Da quel momento la storia scende nel mondo del gossip e della speculazione, un virus violento che devasta tutte le Amministrazioni e che nel XXI secolo non ha ancora cura. Nessuno potrà negare il Premio Nobel a chi scopre il vaccino contro questa pandemia, ma non per la Medicina, ma per la Pace: “Ancora una volta abbiamo appreso che il bilancio era stato riformato. Se ne sarebbero occupati nella seduta del venerdì successivo, ma nei quattordici venerdì successivi a quella successiva il bilancio non era stato affrontato. Così abbiamo iniziato a tenere d'occhio le date delle sessioni successive e ogni settimana ci siamo detti: “Va bene, ora sarà fino a venerdì. Vedremo poi cosa succederà". Venerdì è arrivato e non è successo niente. L'unico momento critico della vicenda, e quindi della loro vita, è il colloquio che avranno con il Ministro: “Conversare con il Ministro non è la stessa cosa che conversare con un'altra persona. Per parlare con il Ministro bisogna aspettare due ore e mezza e a volte capita, come appunto è successo a noi, che nemmeno dopo quelle due ore e mezza si riesca a parlare con il Ministro”. Sarà il Segretario che alla fine li riceverà, e testimonierò che questo problema è attualmente mantenuto dalla mia esperienza. Ma nulla altera il margine dell'attesa, e la frustrazione torna ad annidarsi in ufficio, piombato nuovamente nel torpore e nell'apatia: “Quando il capo ha riattaccato il tubo, sapevamo tutti la risposta. Tanto per confermarlo abbiamo prestato attenzione: “Sembra che oggi non abbiano avuto tempo. Ma il ministro dice che il bilancio verrà affrontato senza fallo nella seduta di venerdì prossimo”. Il finale della storia favorisce il confronto con qualsiasi tempo e luogo, poiché lo stato di degrado amministrativo è senza tempo come la narrazione di Benedetti.

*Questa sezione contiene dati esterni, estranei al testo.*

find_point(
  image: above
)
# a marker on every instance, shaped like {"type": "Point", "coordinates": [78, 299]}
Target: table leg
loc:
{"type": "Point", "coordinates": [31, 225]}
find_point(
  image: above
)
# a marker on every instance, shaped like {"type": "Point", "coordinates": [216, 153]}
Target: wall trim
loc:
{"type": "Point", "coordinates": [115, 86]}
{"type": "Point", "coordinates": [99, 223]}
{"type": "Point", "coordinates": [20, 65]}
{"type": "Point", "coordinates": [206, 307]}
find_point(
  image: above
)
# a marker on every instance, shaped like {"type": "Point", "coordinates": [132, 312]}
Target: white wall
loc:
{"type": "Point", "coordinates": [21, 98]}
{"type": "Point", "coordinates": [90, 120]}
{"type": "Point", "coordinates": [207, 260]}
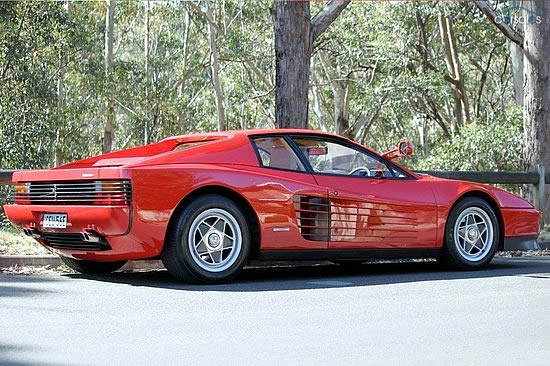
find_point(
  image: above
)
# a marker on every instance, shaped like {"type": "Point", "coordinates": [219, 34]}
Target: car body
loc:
{"type": "Point", "coordinates": [302, 194]}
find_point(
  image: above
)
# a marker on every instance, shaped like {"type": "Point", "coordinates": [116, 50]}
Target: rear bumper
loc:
{"type": "Point", "coordinates": [520, 243]}
{"type": "Point", "coordinates": [106, 220]}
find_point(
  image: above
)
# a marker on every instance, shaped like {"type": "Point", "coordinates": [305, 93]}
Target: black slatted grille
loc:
{"type": "Point", "coordinates": [96, 192]}
{"type": "Point", "coordinates": [313, 214]}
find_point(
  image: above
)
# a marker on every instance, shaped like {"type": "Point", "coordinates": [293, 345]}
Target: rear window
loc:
{"type": "Point", "coordinates": [274, 152]}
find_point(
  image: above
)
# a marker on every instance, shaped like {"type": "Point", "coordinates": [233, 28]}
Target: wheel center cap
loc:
{"type": "Point", "coordinates": [214, 240]}
{"type": "Point", "coordinates": [473, 234]}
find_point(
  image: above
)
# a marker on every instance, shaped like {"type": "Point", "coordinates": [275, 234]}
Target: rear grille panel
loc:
{"type": "Point", "coordinates": [93, 192]}
{"type": "Point", "coordinates": [72, 241]}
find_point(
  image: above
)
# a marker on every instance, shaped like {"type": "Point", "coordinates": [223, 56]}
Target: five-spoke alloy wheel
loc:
{"type": "Point", "coordinates": [471, 235]}
{"type": "Point", "coordinates": [208, 241]}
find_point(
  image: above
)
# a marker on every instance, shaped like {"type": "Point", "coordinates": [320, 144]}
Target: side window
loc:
{"type": "Point", "coordinates": [274, 152]}
{"type": "Point", "coordinates": [329, 157]}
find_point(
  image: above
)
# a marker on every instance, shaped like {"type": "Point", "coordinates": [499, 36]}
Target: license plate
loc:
{"type": "Point", "coordinates": [55, 221]}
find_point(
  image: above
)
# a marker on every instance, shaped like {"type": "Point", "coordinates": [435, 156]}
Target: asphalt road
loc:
{"type": "Point", "coordinates": [376, 314]}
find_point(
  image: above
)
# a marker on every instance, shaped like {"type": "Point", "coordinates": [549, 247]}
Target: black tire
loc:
{"type": "Point", "coordinates": [349, 263]}
{"type": "Point", "coordinates": [186, 265]}
{"type": "Point", "coordinates": [455, 257]}
{"type": "Point", "coordinates": [90, 267]}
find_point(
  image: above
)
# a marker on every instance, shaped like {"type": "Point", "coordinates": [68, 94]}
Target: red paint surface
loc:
{"type": "Point", "coordinates": [365, 212]}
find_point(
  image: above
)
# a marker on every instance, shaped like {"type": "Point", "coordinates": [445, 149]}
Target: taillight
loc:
{"type": "Point", "coordinates": [114, 193]}
{"type": "Point", "coordinates": [22, 193]}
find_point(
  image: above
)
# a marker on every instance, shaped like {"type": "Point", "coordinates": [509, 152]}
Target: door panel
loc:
{"type": "Point", "coordinates": [380, 213]}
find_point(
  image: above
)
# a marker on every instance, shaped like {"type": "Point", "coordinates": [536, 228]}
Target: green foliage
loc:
{"type": "Point", "coordinates": [373, 47]}
{"type": "Point", "coordinates": [481, 147]}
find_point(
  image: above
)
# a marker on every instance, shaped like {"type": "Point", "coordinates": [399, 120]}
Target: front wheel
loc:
{"type": "Point", "coordinates": [89, 267]}
{"type": "Point", "coordinates": [471, 235]}
{"type": "Point", "coordinates": [207, 242]}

Questa è la storia del bilancio. La storia sempre ideata e ripetuta ogni anno. E che dà vita a non pochi dibattiti e diatribe cittadine. Perché il bilancio è un continuum, con ricorrenti spese vincolate che riducono al minimo la discrezionalità delle Amministrazioni. E non è un'affermazione nuova, visto che nelle sue cronache parlamentari, Fernández Flórez già lo predicava sui ministri delle Finanze della Seconda Repubblica: “Chapaprieta ha annunciato che riformerà i bilanci di Marraco, perché non c'è tempo per fare altro. Marraco aveva riformato quelli di Lara. Lara, quelli di Carner. Carner, quelli di Prieto. Prieto, quelli della Monarchia” E Fernández Flórez finisce per raccontare la storia di una famiglia povera, al punto da avere un solo cappotto, quello del nonno, che rammendava di generazione in generazione per l'uso dei discendenti . "Una speranza muove le crepes della nostra tribolazione: il signor Chapaprieta è un buon sarto." Sarto e disastro. Così lontano, così vicino.